Overall, its right to be far more selective at this stage of the rally and there are some cyclical facotrs that could allow for a minor top in stocks by early morning Friday into next Monday. If this doesn't work, than 4/9-4/10 is the next most important area. VIX in particular rose to new multi-day high closes yesterday, which is odd given the market rally and typically makes it worthwhile to pay attention for the potential for a reversal. However, it's thought that a 3-5% pullback into end of April would be buyable, and for now, cannot be confirmed given the lack of weakness. One should stick with Discretionary into next week and buy weakness in Healthcare, while avoiding Tech at this point along with Staples.


Long XRT, Lowering targets to 45.75-46.25 with stops raised to 44.75 on a close

Long XLY with targets at 118 and stops raised to 113.50

Long FAANG stocks-AMZN and NFLX are catching up and target for NYFANG index (bloomberg is 2800 with stop at 2612

Long TLT- Target 127.5. Use this weakness to add to longs with stops under 123

Additional charts and thoughts below.


S&P has now risen for five straight days, which often historically has led to at least a bit more strength in the days to come. In this case, prices are entering the first of two key time zones for trend change. The first starts Thursday into next Monday, and the second will take place at the end of next week. Breadth has stalled a bit, while momentum has failed to keep up with prices push back to new highs. Overall, until there is evidence of price turning down to take out 2848 on a close, it's worth still sticking with this rally, but yet looking to rotate out of groups like Technology and into Healthcare. Specifically for the next 3-5 days, Consumer Discretionary looks to be an outperformer into next week, and should be favored for outperformance. In regards to S&P, we'll need to see some degree of weakness to pay attention with daily closes under 2848.


Technology has now risen right back to former highs, a level which should provide some resistance to this rally. Semiconductor stocks in particular have risen more than 35% in the last 3 months and now up to similar levels.

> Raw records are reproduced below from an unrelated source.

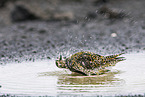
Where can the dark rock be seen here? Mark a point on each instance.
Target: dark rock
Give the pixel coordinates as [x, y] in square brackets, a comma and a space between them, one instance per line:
[91, 15]
[42, 31]
[110, 13]
[20, 13]
[3, 3]
[98, 2]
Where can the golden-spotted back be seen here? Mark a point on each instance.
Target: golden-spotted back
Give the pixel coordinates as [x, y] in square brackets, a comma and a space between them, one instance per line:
[89, 63]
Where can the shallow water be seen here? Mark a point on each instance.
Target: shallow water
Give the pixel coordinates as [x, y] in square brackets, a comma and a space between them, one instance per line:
[44, 78]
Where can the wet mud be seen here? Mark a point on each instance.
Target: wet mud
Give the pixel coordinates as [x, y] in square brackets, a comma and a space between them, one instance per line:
[100, 26]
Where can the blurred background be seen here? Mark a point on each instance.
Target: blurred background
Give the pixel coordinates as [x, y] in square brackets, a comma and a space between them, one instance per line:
[40, 29]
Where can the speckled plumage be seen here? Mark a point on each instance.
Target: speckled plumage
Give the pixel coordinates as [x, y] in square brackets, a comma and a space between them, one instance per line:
[88, 63]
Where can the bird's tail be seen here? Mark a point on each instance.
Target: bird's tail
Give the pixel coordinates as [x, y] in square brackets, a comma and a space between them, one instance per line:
[113, 59]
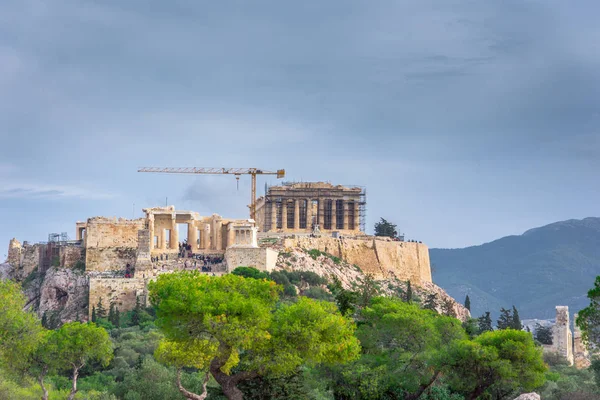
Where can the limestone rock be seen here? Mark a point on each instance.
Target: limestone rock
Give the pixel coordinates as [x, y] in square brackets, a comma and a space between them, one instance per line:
[529, 396]
[64, 293]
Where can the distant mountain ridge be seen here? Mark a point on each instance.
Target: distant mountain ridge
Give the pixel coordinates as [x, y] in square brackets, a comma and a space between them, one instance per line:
[555, 264]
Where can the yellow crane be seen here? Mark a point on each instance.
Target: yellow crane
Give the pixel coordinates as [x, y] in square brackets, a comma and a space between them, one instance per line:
[219, 171]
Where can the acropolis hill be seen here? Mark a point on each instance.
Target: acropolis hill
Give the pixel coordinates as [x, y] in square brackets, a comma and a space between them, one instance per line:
[113, 259]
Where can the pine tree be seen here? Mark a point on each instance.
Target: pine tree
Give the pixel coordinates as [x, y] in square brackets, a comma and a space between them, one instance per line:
[100, 310]
[431, 302]
[506, 319]
[516, 324]
[485, 323]
[408, 292]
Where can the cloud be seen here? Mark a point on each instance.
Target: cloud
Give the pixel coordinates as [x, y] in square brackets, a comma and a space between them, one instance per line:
[37, 191]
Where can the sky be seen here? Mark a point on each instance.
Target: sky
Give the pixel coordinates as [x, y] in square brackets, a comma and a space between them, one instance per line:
[465, 120]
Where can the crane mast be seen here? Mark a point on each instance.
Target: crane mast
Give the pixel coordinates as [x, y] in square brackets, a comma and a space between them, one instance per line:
[221, 171]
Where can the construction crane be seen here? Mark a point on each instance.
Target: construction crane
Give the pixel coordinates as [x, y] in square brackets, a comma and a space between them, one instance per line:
[219, 171]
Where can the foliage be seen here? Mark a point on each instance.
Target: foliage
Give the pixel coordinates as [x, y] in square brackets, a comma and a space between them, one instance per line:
[385, 228]
[543, 334]
[250, 272]
[496, 363]
[231, 321]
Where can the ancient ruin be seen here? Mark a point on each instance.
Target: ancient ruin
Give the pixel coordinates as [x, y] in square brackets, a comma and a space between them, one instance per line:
[113, 259]
[309, 206]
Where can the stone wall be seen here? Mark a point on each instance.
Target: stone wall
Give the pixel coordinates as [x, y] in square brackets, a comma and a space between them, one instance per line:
[111, 244]
[121, 291]
[69, 255]
[383, 258]
[264, 259]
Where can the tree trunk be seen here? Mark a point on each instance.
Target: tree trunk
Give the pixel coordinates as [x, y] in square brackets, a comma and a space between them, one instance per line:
[228, 382]
[41, 382]
[190, 395]
[74, 387]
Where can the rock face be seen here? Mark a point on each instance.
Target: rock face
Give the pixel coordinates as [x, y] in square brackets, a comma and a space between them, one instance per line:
[328, 266]
[64, 295]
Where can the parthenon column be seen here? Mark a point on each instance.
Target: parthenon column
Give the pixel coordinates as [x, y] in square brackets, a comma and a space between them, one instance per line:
[333, 215]
[321, 214]
[346, 208]
[192, 236]
[309, 214]
[296, 214]
[284, 214]
[174, 233]
[273, 216]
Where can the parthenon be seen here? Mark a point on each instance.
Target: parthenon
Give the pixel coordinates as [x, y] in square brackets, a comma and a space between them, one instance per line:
[301, 207]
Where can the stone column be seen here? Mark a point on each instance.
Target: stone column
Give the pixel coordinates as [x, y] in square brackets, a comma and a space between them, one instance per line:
[284, 214]
[192, 236]
[273, 216]
[163, 239]
[321, 214]
[174, 234]
[296, 214]
[346, 215]
[309, 214]
[333, 215]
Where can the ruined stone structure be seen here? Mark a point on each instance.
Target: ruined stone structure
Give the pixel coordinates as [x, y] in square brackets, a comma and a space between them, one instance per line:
[381, 257]
[300, 207]
[562, 337]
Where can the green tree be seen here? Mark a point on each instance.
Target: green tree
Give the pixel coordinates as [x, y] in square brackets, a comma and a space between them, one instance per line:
[496, 364]
[19, 330]
[485, 322]
[218, 323]
[505, 321]
[588, 319]
[543, 334]
[385, 228]
[516, 323]
[77, 344]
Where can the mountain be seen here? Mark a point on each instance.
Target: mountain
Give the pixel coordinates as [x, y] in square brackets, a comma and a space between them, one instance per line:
[544, 267]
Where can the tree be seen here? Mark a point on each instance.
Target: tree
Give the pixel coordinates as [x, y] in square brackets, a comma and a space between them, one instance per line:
[588, 319]
[401, 343]
[385, 228]
[505, 321]
[543, 334]
[218, 323]
[77, 344]
[516, 322]
[485, 322]
[495, 363]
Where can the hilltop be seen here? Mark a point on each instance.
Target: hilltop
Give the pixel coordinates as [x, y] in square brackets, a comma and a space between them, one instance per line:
[546, 266]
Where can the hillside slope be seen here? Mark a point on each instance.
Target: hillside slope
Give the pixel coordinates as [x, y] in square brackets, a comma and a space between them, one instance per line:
[552, 265]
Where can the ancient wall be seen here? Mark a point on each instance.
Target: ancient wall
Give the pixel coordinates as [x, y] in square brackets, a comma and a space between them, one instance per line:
[121, 291]
[111, 244]
[264, 259]
[562, 338]
[383, 258]
[69, 255]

Momentum, meanwhile, has failed to keep up with price action , and this combined with former resistance, could be important in allowing for a slowdown in Tech in the coming days. Overall, it looks right to sell into this move in Tech and consider diversifying into different sectors.


Consumer Staples has broken the trend from December over the last two trading days. It was thought that the flight to Defensive might prove short-lived, and with the equity rally having persisted of late, this group has now weakened enough to violate its uptrend. This is a bearish development and should lead to additional underperformance in the days and weeks ahead after this rally.